Canadian resource stocks continue to generate interest as the world reels from surging inflation. The energy sector is amazingly ahead 42.54% year to date, while materials outperform with nearly 13%. Because of the ongoing conflict between Russia and Ukraine, the disruption global supply chains could persist until 2024.
The World Bank presented the assessment through its Commodity Markets Outlook report. Meanwhile, the TSX offer abundant choices of commodity stocks for inflation protection. However, if picking individual companies is cumbersome or time-consuming, your best bets are commodity exchange-traded funds (ETFs).
Investors can gain exposure to the top two performing sectors through iShares S&P/TSX Capped Energy Index ETF (TSX:XEG) and iShares S&P/TSX Global Gold Index (TSX:XGD). Thus far in 2022, both ETFs outperform the broader market. The former is ahead 43.27%, while the latter is up 11.56%.
Heavyweight sector
BlackRock is the fund manager of XEG, an ETF that replicates the performance of the S&P/TSX Capped Energy Index. The fund’s target exposures are Canadian oil companies (major and minor industry players). Despite its high-risk rating, the ETF displays resiliency in this commodity-oriented market.
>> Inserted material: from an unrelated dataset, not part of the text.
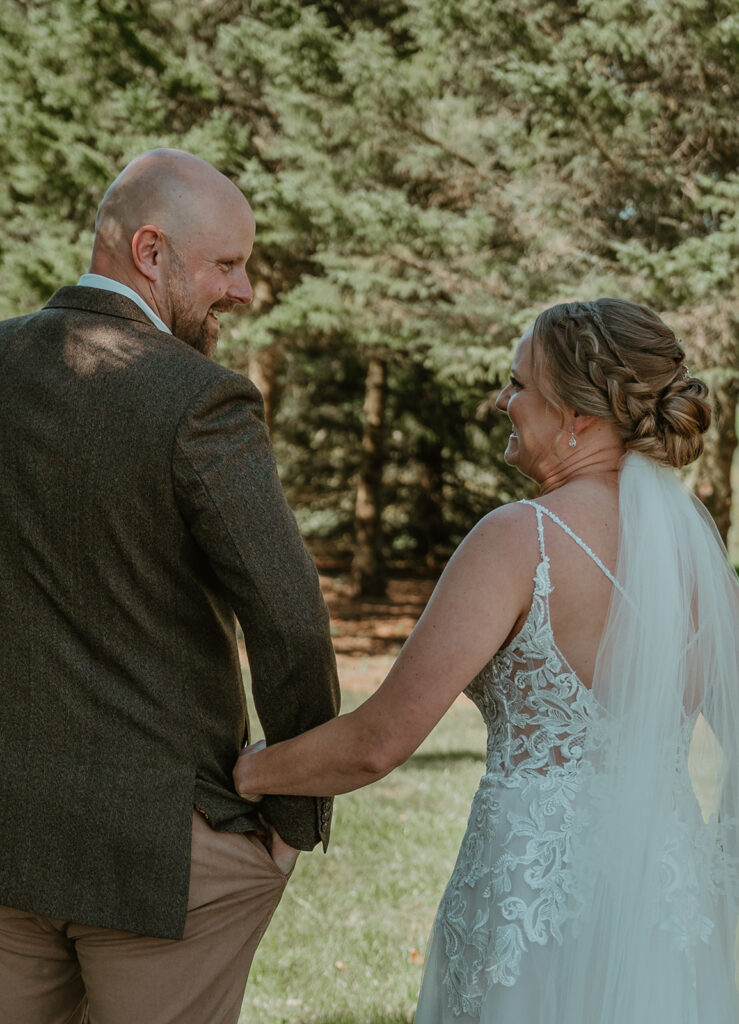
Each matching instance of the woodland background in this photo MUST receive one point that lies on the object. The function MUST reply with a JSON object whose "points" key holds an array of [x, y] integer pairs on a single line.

As of this writing, there are 24 energy stocks in the basket. Canadian Natural Resources (24.61%), Suncor Energy (24.32%), and Cenovus Energy (11.06%) are the top three holdings. While BlackRock rebalances the portfolio every quarter, the current crop of energy stocks are winning investments in the present.
Also, the current net value of the assets is $2.18 billion. If you invest today, XEG trades at $15.38 per share and pays a decent 2.06%. Like most dividend payers, the fund’s payout frequency is quarterly. According to BlackRock, the XEG seeks long-term capital growth first and foremost.
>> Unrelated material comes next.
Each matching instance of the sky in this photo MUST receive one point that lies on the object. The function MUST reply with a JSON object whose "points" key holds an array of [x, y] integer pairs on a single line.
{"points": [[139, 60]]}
Global gold and metals producers
Some market analysts use XGD to express a view of the global materials or mining sector. BlackRock also manages the portfolio that enable investors to gain exposure to producers of gold and related metals in Canada (64.86%), U.S. (25.58%), and South Africa (8.67%).
Newmont (21.84%), Barrick Gold (15.11%), and Franco Nevada (11.01%) have the largest percentage weights in the fund. BlackRock rebalances the portfolio quarterly and pays dividend semi-annually. The share price today is $20.37, while the dividend offer is 1.3%.
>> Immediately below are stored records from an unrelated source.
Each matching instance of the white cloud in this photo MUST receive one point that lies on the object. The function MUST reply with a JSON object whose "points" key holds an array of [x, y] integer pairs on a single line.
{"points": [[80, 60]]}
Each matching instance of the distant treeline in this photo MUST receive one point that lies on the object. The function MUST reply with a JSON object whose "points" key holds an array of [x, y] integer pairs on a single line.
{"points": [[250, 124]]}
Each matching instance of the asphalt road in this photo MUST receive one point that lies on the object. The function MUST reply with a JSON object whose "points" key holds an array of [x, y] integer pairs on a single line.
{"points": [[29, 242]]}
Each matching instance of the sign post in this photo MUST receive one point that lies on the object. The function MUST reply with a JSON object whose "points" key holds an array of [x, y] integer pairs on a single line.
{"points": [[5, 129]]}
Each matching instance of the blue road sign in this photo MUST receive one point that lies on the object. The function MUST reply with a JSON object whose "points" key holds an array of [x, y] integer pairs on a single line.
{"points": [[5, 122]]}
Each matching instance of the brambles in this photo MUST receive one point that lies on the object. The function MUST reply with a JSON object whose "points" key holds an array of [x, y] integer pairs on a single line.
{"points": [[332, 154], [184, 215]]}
Performance-wise, XGD’s total return in 3.01 years is a respectable 78.65% (21.3% CAGR). The fund’s investment objective is the same as XEG, and that is to provide long-term capital growth. However, it replicates the performance of the S&P/TSX Global Gold Index.
Best asset class
Many economists said supply chains would improve in 2022 or the post-COVID era. They also thought that precious metals like gold will struggle. Unfortunately, they did not foresee a war coming. Supply chain disruptions are more intense because of the war in Eastern Europe. Hence, it’s safe to assume that commodities should be the best asset class this year.
Investing in commodity ETFs like XEG and XED makes sense in the current environment. Would-be investors can do away with individual selection and gain instant exposure to oil or precious metals producers. You also earn two ways from capital growth and dividends. More importantly, both ETFs are stable to weather the macro headwinds.